Ecuadorian nonprofit think tank

Grupo FARO (Foundation for the Advance of Reforms and Opportunities), is an independent, nonprofit and secular think tank. Grupo FARO was founded in Ecuador in 2004.

==History==
It was established to provide support active participation of civil society, the business sector and state entities, based on research and analysis, for aiming to consolidate an Ecuadorian State that is more efficient and equitable.

in 2009, Grupo FARO was awarded a grant by the Think Tank Initiative -a global programme funded by IDRC, The William and Flora Hewlett Foundation, The Bill and Melinda Gates Foundation, DFID and DGIS.

Its co-funder and current executive director is Orazio Bellettini.

In 2012 it was working with Anita Rivas as she tried to handle the impact of extractive industry in her area. A proposal to stop oil drilling in exchange for money was abandoned in 2013 after the president found that, despite all of the offers of international support, less than 0.5 per cent of the funds required to mitigate lost revenue had arrived in Ecuador.

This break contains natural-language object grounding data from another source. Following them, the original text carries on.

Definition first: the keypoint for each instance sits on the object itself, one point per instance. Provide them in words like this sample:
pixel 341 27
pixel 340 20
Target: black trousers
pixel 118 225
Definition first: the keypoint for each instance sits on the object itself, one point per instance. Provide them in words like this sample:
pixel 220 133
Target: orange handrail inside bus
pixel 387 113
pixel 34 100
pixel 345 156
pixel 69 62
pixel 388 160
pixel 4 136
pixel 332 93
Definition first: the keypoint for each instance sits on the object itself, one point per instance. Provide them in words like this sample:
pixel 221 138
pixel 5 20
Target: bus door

== Strategic approaches ==

1. Information-based dialogue: Grupo FARO will promote dialogue based on information, through the presentation of evidences for a strict analysis and plural spaces to find solutions on public issues.
2. Development of capacities: Grupo FARO will focus its efforts on developing capacities in actors for transformation of ideas into actions, through training, organization improvement and generation of public-private alliances.
3. Promotion of transparency in the impact of individual and collective actions: Grupo FARO will implement systems to improve transparency and evaluate the impact of public policies and actions, both of public and private actors.

== Intervention areas ==
1. Environment and society
2. Public governance
3. Equity and social opportunities
4. Information society
5. Economic growth

==Associations and partnerships==
Grupo FARO has established a number of national, regional and global partnerships including with: The Overseas Development Institute, the Centro de Políticas Comparadas de Educación (CPCE) at Diego Portales University in Chile, and Ecuador Mi Pais.